What to Do With Failure

“So then let’s also run the race that is laid out in front of us,
since we have such a great cloud of witnesses surrounding us.”
Hebrews 12:1 (Common English Bible)

    The best treatment of failure I have ever read is Failing Forward: Turning Mistakes into Stepping Stones for Success by John Maxwell. It may be one of the most important books I have read in my twenty-seven years of ministry. I am familiar with failure. In fact, my first course of study for ministry – New Testament Greek – ended in failure. I gave considerable effort to my studies, studying late into the night several times a week and memorizing hundreds of Greek words. But with all the effort I could summon, I simply could not master the language. I did eventually pass this course requirement after working with a tutor and four years later I completed my theology degree. A glance at my academic transcript will show that I did well with my graduate studies – except for one letter grade of “F” that can never be removed.

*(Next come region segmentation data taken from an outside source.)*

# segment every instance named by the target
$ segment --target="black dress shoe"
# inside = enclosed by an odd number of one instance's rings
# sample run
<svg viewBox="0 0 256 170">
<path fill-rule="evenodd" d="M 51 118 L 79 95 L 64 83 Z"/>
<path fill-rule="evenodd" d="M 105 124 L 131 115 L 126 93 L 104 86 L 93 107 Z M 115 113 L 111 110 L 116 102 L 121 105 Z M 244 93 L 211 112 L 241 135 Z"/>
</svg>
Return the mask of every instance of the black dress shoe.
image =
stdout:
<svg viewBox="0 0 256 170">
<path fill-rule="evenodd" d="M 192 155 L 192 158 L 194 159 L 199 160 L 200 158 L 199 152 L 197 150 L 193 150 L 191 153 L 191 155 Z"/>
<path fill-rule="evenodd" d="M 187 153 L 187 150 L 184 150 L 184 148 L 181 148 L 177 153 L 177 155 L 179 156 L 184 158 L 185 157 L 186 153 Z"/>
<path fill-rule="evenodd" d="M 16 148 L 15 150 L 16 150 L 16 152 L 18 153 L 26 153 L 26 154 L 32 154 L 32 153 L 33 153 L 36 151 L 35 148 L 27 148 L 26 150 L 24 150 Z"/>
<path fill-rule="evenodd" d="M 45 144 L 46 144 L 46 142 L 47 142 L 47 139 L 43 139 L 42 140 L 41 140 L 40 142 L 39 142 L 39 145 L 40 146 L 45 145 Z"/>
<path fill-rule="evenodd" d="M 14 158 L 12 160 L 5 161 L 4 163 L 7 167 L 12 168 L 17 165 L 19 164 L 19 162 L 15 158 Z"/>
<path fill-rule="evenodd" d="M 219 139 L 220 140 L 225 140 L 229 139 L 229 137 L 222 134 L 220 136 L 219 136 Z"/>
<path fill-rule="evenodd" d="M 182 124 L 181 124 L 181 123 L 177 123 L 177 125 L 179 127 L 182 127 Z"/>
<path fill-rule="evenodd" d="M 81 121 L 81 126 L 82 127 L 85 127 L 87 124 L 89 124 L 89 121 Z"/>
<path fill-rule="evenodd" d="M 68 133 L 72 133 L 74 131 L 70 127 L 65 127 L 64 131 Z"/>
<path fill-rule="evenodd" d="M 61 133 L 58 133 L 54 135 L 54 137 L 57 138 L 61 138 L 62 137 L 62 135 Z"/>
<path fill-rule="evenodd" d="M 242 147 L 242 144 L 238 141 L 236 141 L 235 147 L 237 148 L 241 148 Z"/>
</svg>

     It is very likely that you have fallen short somewhere in your life. Failure may be one of the most shared experiences that bind us together. Celebrities on the screen and the stage, larger than life athletes and political leaders speak to the common experience of failure. Watch any Olympic Games and every success by one athlete is tempered with the devastating failure of another. Abraham Lincoln lost nearly every political race he entered until he won the presidency of the United States. There seems to be no shortage of failure.

     What are we to do with failure? According to John Maxwell, the difference between average people and those who achieve great success is their perception of and response to failure. Either we are utterly defeated by failure or we gather the pieces of our disappointment and look carefully at them to learn how to move forward. I have found Maxwell’s advice to sustain me through many professional and personal challenges and disappointments.

     The Apostle Paul also has a word for failure – stay in the race! Life is strenuous and the course laid-out before us can be difficult. Most of us will fall down. Yet, Paul inspires every one of us to get back in the race by pointing to those who have gone before us, have completed the course and now cheer us on. The “great cloud of witnesses” Paul speaks of are more than people who can give applause, they are people who offer their own lives as evidence that the course can be completed. Their lives serve as a template for how to prepare for the race, how to spiritually care for ourselves and maintain strength during the race and inspiration to complete the journey well. Failure may be a common experience but our response to failure can be an uncommon determination to join those who have gone before us.